Tetyana is the creator and manager of the blog.


  1. So anorexia is entirely biological and not a mixure of biology, psychology and environmental influences? This is a huge step backwards in eating disorder research and typical fragmented thinking by scientists unable to see the picture outside their tiny study perameters. Bad form.

    • Dear Sue,

      Please point me to any instance where I – or other contributors to SEDs – said that anorexia is entirely biological? I can point to many instances, in the very post you suppossely read and are responding to, where I state blatantly that the etiology of eating disorders is a mixture of biology and environment. Before replying to this or other posts, I urge you to read the post in its entirety.


      • Anorexia, schitzophrenia and bipolar disorder have been in 3 known generations of my family. My father was schitzophrenic, my brother is, and one of my sons is. The list doesnn’t stop there. God bless the menatlly ill and those who take care of them.

        • Sarah, thank you for your comment. My heart goes out to you and your family. And I agree, care-giving can be incredibly exhausting, physically and emotionally.

      • “Is it the culture of thinness, obsession with dieting or just bad mothering? When it comes to determining the causes of anorexia nervosa, the answer appears to be none of the above.”
        I was thinking along the same lines as Sue. I understand that your post delves into relativity between biological and environmental factors, but maybe opening with that wasn’t such a great idea? I found myself immediately questioning the legitimacy of this post right off the bat when I read those words. Sociological causes are a HUGE factor in triggering anorexia, especially in young people, who are the majority of the people suffering from the disorder.

        • Dieting and bad mothering do not cause anorexia nervosa. Period. Contributing factors =/ causes. I stand by what I wrote. The very fact that I talk about heritability and the environment makes it abundantly clear that I am well aware of the various environmental factors that contribute to the development and/or maintenance of eating disorders.

          It is good you immediately questioned the legitimacy of the post: You should. It is a blog post on a website. You should be questioning everything anyway, regardless of how I chose to start a post.
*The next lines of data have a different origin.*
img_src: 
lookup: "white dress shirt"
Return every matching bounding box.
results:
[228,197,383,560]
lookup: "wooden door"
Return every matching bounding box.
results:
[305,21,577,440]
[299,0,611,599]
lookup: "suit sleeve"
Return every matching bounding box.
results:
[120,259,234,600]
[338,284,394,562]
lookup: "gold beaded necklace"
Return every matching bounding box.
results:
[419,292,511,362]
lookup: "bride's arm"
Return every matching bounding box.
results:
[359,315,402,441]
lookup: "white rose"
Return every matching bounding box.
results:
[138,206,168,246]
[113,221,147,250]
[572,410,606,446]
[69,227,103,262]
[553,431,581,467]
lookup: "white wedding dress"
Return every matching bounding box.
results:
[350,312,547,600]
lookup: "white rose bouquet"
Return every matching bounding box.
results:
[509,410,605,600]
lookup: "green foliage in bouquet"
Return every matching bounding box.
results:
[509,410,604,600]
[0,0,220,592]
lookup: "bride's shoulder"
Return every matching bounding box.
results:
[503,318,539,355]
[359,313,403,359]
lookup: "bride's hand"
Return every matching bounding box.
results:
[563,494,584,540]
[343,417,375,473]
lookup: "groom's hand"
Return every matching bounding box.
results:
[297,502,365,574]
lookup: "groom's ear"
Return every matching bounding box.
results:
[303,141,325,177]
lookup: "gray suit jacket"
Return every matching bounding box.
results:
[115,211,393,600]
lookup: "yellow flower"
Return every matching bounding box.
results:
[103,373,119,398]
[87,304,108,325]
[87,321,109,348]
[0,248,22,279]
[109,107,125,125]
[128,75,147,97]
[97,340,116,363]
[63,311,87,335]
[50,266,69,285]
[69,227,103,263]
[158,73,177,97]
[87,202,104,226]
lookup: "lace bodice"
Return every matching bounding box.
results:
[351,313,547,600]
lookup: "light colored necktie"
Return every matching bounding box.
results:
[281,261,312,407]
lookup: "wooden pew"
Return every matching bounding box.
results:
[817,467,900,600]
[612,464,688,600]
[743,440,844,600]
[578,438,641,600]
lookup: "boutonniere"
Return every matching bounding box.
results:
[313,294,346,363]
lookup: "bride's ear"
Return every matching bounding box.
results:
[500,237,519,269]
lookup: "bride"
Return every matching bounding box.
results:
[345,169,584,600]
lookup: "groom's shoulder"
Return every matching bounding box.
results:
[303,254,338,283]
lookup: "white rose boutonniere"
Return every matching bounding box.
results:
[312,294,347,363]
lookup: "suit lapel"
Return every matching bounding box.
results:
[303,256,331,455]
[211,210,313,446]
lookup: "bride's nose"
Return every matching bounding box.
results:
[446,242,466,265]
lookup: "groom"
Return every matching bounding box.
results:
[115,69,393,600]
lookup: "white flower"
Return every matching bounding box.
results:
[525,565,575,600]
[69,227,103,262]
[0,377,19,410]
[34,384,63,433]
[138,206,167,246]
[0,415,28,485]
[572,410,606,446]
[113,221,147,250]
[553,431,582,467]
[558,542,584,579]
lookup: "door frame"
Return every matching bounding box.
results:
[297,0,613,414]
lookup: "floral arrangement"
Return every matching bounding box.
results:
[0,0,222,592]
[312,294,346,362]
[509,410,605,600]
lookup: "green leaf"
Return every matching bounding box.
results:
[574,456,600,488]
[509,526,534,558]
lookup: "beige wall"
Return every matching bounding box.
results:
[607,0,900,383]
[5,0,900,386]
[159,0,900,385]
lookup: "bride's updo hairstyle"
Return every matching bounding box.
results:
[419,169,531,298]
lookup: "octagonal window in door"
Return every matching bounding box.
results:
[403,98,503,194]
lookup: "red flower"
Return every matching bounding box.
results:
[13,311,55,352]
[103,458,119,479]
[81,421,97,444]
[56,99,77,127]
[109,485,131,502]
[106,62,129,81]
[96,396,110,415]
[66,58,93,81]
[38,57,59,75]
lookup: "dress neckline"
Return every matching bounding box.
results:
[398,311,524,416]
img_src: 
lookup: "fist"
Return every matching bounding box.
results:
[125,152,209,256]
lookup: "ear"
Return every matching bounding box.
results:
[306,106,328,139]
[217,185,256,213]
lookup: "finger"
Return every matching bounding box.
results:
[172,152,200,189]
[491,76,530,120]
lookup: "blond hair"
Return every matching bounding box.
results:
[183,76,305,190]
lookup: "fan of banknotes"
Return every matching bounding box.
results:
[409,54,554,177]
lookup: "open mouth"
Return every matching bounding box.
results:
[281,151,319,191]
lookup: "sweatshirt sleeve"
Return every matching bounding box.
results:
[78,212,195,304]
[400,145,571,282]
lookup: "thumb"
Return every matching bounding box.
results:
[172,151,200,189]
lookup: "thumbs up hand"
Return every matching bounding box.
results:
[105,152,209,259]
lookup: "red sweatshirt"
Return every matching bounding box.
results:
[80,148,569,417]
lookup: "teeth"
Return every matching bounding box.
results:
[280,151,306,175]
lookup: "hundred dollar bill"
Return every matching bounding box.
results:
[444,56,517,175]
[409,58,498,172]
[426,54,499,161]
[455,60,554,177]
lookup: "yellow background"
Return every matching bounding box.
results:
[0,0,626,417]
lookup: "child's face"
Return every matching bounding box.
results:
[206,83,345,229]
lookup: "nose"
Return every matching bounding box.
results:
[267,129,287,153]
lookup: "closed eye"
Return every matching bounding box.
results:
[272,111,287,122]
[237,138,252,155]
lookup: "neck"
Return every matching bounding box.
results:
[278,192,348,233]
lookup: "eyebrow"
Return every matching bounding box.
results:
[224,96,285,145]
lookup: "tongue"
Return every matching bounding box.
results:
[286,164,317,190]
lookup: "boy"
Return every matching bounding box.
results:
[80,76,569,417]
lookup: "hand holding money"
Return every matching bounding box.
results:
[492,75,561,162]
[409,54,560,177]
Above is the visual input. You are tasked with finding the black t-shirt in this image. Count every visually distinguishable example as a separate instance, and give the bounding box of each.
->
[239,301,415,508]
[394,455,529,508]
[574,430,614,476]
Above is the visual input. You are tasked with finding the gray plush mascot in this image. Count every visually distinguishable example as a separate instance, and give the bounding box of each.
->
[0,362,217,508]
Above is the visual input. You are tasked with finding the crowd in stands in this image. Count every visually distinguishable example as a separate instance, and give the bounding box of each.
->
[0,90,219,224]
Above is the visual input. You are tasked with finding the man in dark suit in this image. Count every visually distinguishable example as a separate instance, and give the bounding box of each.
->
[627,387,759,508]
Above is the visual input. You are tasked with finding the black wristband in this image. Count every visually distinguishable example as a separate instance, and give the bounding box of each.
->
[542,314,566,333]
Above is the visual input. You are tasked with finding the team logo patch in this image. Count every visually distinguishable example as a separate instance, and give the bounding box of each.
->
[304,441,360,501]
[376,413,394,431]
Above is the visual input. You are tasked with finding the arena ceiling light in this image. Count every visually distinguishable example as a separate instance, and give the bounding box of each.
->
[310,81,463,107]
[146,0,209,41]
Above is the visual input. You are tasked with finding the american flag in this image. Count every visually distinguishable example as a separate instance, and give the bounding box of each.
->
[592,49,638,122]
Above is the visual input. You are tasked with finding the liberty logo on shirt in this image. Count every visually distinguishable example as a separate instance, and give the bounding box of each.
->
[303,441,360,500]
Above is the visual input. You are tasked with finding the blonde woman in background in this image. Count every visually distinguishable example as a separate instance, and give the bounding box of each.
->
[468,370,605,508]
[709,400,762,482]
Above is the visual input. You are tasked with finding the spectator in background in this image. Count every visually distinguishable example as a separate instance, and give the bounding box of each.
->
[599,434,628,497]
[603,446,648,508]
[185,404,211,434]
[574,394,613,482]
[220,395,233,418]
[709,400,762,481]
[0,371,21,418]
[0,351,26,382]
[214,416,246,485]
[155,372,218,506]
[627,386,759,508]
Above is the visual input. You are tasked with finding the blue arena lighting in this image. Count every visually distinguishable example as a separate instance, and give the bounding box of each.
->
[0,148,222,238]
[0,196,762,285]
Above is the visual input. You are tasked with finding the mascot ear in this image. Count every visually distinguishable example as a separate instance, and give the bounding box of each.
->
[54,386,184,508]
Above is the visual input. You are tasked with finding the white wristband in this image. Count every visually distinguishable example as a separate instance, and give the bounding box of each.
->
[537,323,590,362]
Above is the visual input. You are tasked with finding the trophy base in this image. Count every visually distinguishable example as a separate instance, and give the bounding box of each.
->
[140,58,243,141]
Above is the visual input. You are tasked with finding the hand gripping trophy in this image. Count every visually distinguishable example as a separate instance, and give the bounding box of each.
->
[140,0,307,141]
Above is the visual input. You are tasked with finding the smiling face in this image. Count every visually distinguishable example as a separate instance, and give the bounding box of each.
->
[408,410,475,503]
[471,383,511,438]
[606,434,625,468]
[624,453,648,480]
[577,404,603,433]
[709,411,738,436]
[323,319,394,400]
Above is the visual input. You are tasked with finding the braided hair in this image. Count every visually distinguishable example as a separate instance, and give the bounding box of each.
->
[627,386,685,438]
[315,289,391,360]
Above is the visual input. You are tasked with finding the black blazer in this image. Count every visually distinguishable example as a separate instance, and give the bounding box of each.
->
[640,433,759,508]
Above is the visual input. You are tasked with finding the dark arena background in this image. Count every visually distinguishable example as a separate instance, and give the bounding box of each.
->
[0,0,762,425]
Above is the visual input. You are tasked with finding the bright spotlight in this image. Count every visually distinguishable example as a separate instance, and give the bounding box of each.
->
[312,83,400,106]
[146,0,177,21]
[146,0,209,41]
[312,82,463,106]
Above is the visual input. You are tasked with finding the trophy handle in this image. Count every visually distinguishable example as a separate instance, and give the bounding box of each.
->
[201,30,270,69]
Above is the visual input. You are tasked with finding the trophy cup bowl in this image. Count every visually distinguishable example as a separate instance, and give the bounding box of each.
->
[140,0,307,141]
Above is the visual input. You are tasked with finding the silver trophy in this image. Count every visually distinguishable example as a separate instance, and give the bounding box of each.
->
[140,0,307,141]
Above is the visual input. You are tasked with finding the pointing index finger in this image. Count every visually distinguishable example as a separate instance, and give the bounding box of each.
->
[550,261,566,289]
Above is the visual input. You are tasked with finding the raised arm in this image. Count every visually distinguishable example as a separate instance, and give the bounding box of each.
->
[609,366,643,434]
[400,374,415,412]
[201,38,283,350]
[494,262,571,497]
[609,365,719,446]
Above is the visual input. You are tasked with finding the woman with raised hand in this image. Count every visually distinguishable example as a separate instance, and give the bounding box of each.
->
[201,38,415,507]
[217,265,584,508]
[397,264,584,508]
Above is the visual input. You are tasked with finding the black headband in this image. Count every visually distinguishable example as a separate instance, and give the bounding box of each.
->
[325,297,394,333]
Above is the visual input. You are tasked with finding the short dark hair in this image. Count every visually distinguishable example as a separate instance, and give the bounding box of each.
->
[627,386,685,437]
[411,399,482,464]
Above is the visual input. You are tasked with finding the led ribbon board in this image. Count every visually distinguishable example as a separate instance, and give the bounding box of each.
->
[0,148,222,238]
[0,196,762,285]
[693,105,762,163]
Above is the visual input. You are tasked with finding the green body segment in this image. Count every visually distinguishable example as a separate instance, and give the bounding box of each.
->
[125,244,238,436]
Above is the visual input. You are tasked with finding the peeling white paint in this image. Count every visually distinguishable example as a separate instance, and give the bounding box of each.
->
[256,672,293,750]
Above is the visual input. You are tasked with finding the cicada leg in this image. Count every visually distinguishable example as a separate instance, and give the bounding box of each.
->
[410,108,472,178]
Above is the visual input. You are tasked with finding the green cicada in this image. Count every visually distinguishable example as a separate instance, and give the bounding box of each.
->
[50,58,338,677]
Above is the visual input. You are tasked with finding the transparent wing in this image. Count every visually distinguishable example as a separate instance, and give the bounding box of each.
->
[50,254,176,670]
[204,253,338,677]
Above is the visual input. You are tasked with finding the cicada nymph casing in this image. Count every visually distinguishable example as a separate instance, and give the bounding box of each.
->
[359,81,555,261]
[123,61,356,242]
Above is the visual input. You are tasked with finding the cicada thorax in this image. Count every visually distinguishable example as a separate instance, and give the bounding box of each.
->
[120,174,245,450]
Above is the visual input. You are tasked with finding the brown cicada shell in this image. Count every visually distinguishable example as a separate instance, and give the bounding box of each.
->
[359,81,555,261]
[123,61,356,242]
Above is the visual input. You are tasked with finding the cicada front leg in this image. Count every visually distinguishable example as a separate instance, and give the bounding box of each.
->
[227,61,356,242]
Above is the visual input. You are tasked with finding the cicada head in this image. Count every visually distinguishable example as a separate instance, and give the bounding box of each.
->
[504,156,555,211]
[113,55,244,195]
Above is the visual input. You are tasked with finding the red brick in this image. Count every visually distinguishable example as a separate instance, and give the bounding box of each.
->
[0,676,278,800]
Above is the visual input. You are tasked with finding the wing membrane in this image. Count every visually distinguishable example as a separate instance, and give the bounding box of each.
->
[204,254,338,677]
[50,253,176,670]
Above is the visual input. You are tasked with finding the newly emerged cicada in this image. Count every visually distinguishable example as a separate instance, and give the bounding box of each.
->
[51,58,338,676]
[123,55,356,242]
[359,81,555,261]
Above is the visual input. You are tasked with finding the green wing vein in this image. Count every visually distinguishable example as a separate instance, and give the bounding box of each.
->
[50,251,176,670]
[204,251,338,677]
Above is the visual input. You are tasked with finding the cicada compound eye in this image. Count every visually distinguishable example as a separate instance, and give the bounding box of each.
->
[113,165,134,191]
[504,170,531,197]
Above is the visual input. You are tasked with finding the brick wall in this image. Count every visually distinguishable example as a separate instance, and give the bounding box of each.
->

  2. Thank you for this article.
    I have thought for a long time that there must be a genetic component in anorexia as I have 23 cousins on one side of my family. Fifteen are girls; seven have had anorexia.
    I’m a therapist and saw a woman for the first time today. She has had anorexia her whole adult life. The shame and pain she carries is intense. It will be a pleasure to talk with her about the documented evidence of this genetic component.
    Thank you for your work.

  3. I also appreciate this information. I’ve been anorexic for 40 years, with many inpatient stays, and decades of outpatient treatment that is still ongoing. I’ve long suspected deep down that I’m ‘wired’ to be anorexic
    and attempts to change, while somewhat successful (I have survived and function enough to have a career),
    I still feel like there is an intransigent component to my illness that defies my most valient attempts to change.. I’ve carried shame, guilt and self-blame which is perhaps not entirely fair in light of the genetic contributuion to my illness which you address in this article. I will think more about this.

  4. It is good to hear this news as a mother of a 26 year old who has had ED NOS since she was 14-and perhaps even younger. She shows no signs of improving even after multiple long term hospital stays and programs specializing in ED. She now has two children under the age of 2 and I am waiting to see what the repercussions of having a severely ED mom will be. They are the only thing she lives for. If only recent research will quickly lead to a cure for my daughter and the thousands of others who suffer from this disorder before it is too late. Please keep up the good fight!